En effet, comme jadis Sékou Touré, comme il n’y a pas si longtemps encore Lansana Conté, entouré d’une impressionnante garde prétorienne, enrobé d’une unité dite d’élite mais surtout confortablement installé dans la Muraille de Guinée qu’est son CAMP, l’homme est convaincu de pouvoir tout, absolument tout diriger et régenter ou gouverner tel un suzerain.
Il a c’est vrai pour lui la FORCE c'est-à-dire des fusils, des mitraillettes, des bazookas, des chars, des hélicoptères, des RPG, des lance-rockets, des femmes et des hommes formés et entraînés à dégainer à la moindre protestation d’une population qui n’a comme à chaque fois que ses mains vides et ses yeux pour se lamenter et pleurer.
Il se croit INEXPUGNABLE et INEXTINGUIBLE. Avec la force de frappe et l’armada qui l’entourent, il est à priori invincible. Et tel un roitelet, il est sûr de régner - à son tour - ad vitam aeternam sur la Guinée (c’est vrai qu’il a pour lui la jeunesse et donc le demi-siècle prochain devant lui…).
Et comme l’avaient en leur temps fait Sékou Touré puis Lansana Conté, on sent de plus en plus cette impression, on a de plus en plus ce sentiment d’un pouvoir qui, par petits paliers successifs, par petites touches, de manière parfois brutale, parfois non, glisse doucement mais inexorablement vers un durcissement et tout refus de contradiction ou de dialogue pour finalement se murer dans des attitudes faites de menaces sous jacentes (insécurité savamment entretenue), de non-dits lourds de sens pour la sécurité du citoyen, bref une chose qui a nom OPPRESSION. Toute tentative de discussion, de dialogue, d’échange pour mieux s’éclairer mutuellement se heurte à un mur d’incompréhension. Pour couronner le tout le pouvoir en place ne tolère plus la moindre manifestation à caractère légal…

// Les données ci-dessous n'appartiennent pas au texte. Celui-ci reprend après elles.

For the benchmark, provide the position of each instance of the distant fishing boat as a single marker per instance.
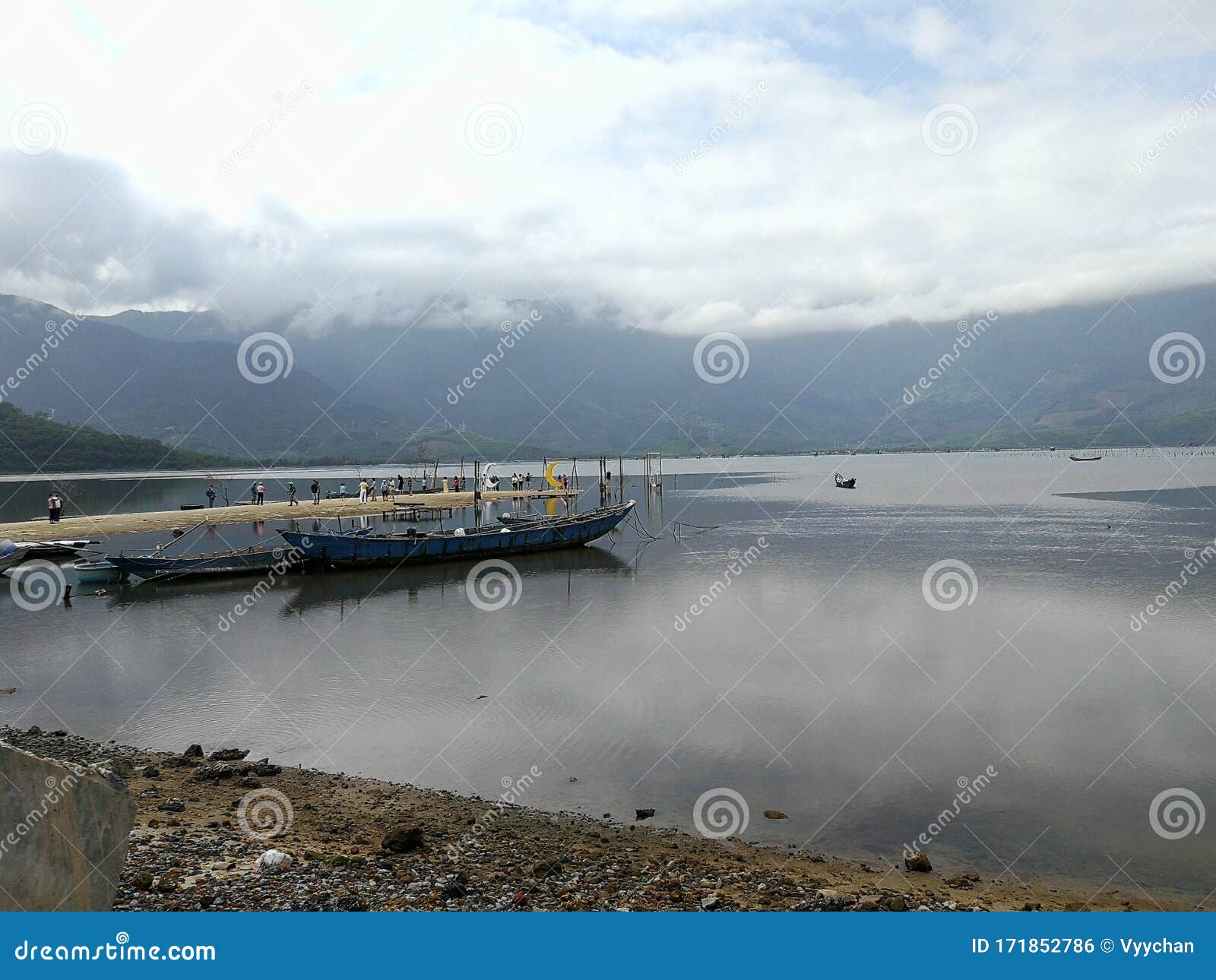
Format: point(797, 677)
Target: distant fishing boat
point(462, 542)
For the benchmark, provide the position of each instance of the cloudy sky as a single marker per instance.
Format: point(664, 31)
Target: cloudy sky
point(680, 166)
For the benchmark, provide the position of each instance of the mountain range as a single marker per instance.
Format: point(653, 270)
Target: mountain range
point(1074, 376)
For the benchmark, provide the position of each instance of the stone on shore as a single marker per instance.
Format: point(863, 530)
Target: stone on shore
point(401, 839)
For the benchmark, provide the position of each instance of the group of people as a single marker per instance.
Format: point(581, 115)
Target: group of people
point(369, 489)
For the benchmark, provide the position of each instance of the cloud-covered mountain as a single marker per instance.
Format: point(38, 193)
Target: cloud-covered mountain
point(1075, 374)
point(684, 167)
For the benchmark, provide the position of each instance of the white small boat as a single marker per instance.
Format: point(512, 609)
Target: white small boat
point(12, 554)
point(100, 572)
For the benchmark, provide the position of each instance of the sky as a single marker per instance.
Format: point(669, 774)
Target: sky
point(685, 167)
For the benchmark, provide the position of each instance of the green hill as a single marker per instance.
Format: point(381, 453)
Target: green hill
point(33, 443)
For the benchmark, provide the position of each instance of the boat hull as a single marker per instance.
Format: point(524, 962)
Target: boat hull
point(346, 550)
point(230, 563)
point(99, 573)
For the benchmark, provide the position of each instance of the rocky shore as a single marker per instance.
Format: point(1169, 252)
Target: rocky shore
point(217, 830)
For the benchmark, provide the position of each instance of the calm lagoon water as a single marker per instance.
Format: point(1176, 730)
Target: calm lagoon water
point(818, 680)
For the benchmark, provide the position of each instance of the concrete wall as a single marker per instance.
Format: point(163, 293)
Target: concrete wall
point(62, 833)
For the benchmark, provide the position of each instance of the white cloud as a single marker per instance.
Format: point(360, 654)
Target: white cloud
point(820, 206)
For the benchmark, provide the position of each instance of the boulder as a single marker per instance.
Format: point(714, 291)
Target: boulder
point(72, 824)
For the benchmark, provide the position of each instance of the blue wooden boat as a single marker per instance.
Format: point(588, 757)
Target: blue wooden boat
point(462, 542)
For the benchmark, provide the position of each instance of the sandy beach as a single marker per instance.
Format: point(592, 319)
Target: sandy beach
point(366, 844)
point(103, 526)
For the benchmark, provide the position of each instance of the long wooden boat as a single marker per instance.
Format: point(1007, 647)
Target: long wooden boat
point(252, 561)
point(461, 542)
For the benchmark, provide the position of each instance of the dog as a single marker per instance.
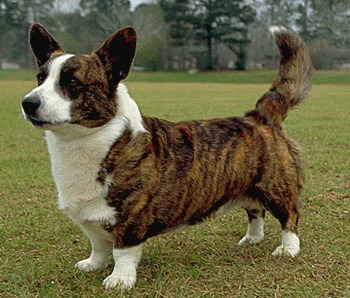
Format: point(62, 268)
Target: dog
point(124, 177)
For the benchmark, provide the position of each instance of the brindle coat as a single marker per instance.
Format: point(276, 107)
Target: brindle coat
point(181, 173)
point(124, 177)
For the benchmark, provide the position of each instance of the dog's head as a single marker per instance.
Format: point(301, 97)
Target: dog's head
point(77, 89)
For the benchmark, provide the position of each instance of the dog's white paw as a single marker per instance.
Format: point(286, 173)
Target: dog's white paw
point(286, 251)
point(124, 280)
point(290, 245)
point(88, 266)
point(250, 239)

Je viens de lire sur le net que la capitale est bouclée depuis ce matin du 8 Septembre 2009 après que certains mass-médias eussent été muselés ces dernières semaines …
Pour mémoire on se souvient qu’après avoir été muselé sous Sékou Touré (Syndicat unique), instrumentalisé sous Conté (émiettement des dits), les syndicats ont quand même fini par se retrouver en Janvier 2007. Et il faut sincèrement espérer que cette retrouvaille-là ait fait prendre conscience aux syndicats la cruciale, vitale et imparable importance de leurs mouvements.

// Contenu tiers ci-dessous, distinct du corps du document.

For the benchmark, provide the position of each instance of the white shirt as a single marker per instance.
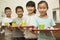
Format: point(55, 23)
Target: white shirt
point(30, 21)
point(4, 20)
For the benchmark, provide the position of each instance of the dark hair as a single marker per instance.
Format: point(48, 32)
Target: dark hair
point(19, 7)
point(7, 8)
point(43, 2)
point(32, 4)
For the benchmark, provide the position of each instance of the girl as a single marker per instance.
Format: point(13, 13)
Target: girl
point(30, 20)
point(18, 34)
point(6, 20)
point(43, 19)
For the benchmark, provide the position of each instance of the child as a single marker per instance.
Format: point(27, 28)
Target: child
point(30, 20)
point(6, 20)
point(44, 20)
point(17, 33)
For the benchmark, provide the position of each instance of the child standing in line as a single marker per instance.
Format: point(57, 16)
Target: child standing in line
point(44, 20)
point(30, 20)
point(6, 20)
point(17, 33)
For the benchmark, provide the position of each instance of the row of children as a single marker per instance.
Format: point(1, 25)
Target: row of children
point(31, 20)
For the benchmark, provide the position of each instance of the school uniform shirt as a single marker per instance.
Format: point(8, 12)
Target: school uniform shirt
point(18, 32)
point(30, 21)
point(9, 20)
point(47, 22)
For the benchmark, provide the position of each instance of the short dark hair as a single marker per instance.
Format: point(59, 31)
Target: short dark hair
point(43, 2)
point(19, 7)
point(7, 8)
point(32, 4)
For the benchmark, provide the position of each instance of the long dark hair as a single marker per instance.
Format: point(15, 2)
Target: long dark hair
point(32, 4)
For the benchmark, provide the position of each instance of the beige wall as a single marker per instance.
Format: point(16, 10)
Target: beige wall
point(13, 3)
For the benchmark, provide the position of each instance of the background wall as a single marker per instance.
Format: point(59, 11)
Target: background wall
point(13, 3)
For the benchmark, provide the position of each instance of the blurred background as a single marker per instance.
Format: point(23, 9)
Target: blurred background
point(53, 11)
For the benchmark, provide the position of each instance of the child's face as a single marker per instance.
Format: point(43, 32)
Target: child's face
point(19, 12)
point(42, 8)
point(30, 9)
point(8, 12)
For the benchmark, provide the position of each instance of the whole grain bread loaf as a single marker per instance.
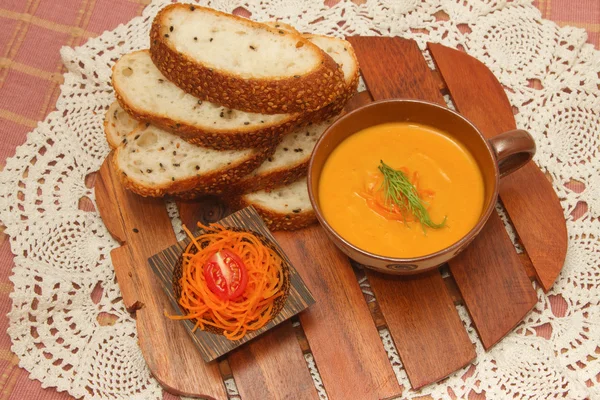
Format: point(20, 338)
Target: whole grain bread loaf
point(148, 96)
point(285, 208)
point(288, 163)
point(153, 162)
point(117, 124)
point(242, 64)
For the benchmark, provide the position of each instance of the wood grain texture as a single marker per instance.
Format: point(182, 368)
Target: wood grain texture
point(213, 345)
point(527, 195)
point(339, 327)
point(143, 226)
point(273, 367)
point(495, 310)
point(420, 313)
point(256, 366)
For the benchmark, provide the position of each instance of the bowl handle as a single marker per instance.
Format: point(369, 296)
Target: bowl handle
point(513, 149)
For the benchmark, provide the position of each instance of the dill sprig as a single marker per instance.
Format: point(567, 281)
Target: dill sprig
point(399, 191)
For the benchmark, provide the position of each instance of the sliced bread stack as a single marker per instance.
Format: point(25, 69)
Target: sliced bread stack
point(225, 106)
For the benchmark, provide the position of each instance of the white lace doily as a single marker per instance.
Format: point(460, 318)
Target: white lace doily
point(68, 325)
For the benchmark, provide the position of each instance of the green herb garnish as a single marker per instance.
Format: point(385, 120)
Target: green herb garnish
point(399, 191)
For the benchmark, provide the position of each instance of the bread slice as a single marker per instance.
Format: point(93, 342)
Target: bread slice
point(242, 64)
point(148, 96)
point(117, 124)
point(286, 208)
point(153, 162)
point(290, 160)
point(343, 54)
point(288, 163)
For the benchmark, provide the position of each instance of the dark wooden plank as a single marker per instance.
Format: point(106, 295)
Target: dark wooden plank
point(256, 367)
point(420, 314)
point(527, 195)
point(339, 327)
point(269, 367)
point(143, 226)
point(495, 310)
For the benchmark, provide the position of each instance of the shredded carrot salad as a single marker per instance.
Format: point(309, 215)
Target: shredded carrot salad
point(254, 308)
point(376, 201)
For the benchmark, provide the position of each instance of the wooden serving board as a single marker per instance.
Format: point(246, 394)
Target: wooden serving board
point(341, 330)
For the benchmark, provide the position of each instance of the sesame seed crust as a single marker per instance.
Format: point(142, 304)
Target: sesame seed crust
point(275, 221)
point(214, 182)
point(305, 93)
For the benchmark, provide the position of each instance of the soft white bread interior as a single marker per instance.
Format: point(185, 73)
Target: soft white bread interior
point(153, 162)
point(284, 208)
point(288, 163)
point(240, 63)
point(148, 96)
point(117, 124)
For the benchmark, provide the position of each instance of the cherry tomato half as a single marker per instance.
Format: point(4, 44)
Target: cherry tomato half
point(226, 275)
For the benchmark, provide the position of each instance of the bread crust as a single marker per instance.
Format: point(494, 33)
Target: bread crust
point(214, 183)
point(274, 220)
point(306, 93)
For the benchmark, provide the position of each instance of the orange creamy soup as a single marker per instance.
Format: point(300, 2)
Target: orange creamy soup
point(443, 173)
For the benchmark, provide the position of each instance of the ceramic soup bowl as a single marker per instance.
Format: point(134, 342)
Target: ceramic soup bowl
point(496, 157)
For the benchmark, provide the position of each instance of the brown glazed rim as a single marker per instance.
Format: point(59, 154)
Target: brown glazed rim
point(392, 260)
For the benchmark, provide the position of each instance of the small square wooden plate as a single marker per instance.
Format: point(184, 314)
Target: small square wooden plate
point(212, 345)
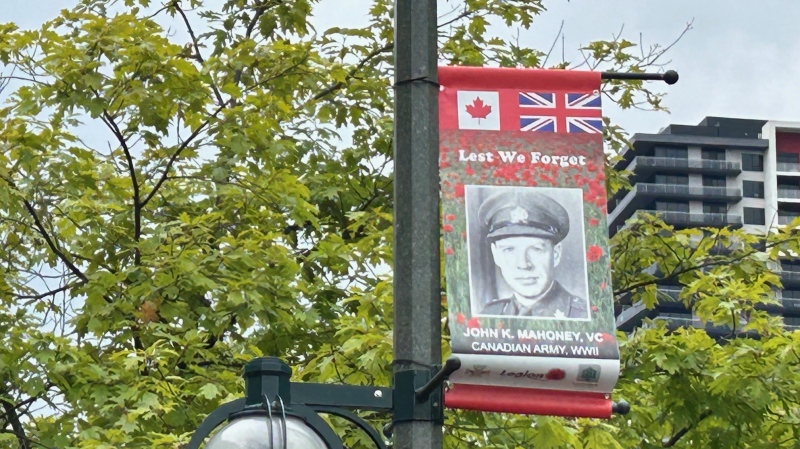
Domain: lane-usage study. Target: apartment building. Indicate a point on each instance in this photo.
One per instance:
(732, 172)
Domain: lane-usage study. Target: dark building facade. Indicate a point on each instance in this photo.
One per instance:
(731, 172)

Mais malgré ces chaudes alertes successives le pouvoir ne semble pas percevoir et encore moins prendre la mesure de l’importance du MOUVEMENT SYNDICAL. Il semble d’ailleurs que les syndicats eux-mêmes aient été dépassés par la mobilisation suscitée, qui est allée au-delà de leurs espoirs les plus optimistes. C’était pourtant un baromètre des limites de l’exaspération et du ras-le-bol général.

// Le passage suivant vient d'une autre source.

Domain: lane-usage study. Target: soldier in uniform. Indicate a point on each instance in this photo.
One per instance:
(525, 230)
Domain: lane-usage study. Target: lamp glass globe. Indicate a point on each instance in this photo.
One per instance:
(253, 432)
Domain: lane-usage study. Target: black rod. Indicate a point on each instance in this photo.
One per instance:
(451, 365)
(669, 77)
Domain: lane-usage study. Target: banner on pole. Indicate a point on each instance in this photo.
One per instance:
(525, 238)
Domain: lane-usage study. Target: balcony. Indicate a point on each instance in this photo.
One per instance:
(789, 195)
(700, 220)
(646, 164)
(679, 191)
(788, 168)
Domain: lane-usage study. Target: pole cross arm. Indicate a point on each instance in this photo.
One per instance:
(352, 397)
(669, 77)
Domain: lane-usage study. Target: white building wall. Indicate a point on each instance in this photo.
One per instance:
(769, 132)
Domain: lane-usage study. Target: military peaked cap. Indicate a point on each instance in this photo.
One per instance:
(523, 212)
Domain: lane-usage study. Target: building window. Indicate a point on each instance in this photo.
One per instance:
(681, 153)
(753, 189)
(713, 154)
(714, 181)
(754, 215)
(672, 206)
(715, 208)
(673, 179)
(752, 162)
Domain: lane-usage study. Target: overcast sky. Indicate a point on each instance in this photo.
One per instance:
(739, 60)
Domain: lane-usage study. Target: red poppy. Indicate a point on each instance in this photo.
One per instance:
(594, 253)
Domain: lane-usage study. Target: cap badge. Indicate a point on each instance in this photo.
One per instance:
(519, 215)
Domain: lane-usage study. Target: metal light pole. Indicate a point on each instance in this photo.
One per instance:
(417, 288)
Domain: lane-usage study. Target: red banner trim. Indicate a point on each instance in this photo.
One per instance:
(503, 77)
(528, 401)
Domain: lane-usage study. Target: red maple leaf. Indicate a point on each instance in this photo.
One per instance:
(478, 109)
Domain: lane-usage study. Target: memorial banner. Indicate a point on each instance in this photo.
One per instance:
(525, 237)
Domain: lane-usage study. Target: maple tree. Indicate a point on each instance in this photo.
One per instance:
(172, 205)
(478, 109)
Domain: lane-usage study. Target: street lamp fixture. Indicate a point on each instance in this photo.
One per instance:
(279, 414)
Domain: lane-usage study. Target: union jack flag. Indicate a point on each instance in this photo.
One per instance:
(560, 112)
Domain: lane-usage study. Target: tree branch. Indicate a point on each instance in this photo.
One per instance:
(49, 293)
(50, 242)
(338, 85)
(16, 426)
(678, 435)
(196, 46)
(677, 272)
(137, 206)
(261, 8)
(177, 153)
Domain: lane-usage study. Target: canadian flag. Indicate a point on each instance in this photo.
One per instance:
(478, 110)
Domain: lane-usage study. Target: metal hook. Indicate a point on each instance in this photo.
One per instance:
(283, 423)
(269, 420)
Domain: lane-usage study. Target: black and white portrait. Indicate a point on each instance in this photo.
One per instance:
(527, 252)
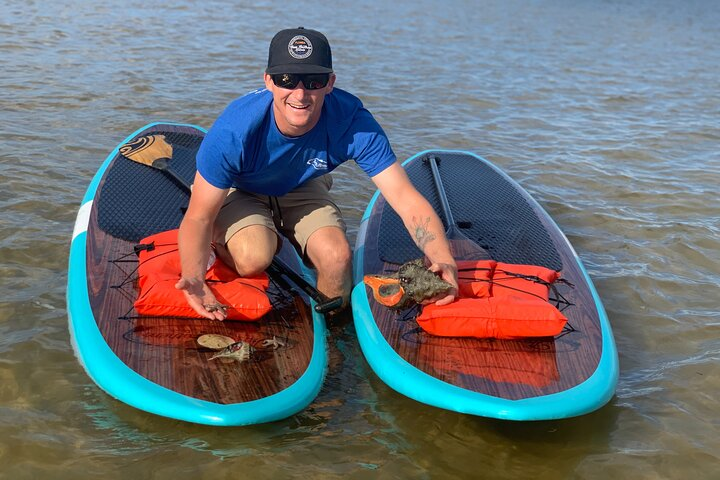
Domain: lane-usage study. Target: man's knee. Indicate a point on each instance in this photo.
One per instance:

«Dadis» omet donc une chose. L’homme oublie un point important. Face à toute oppression, face à toute forme de dictature, face à toute forme d’usage abusif de la force, il y a une arme absolue. Devant toute forme d’injustice (et à plus forte raison le spectacle que nous donne une junte qui présente à présent tous les indices d’un régime prêt à s’arc bouter, s’accrocher au pouvoir) il y a en effet l’ARME FATALE…
Et cette Arme Fatale c’est la fameuse G. T. I.
Qu’est-ce que la G. T. I.? Tout simplement la Grève Totale Illimitée. Comme celle entamée le 10 Janvier 2007 de triste mémoire. Et étendue au secteur minier dont nous connaissons tous l’extrême côté vital pour l’économie guinéenne mais en même temps son côté «vache-à-lait» des prédateurs de l’Etat.
Le raisonnement part du concept qu’en général les idées géniales n’ont d’égal que leur côté simple voire enfantin.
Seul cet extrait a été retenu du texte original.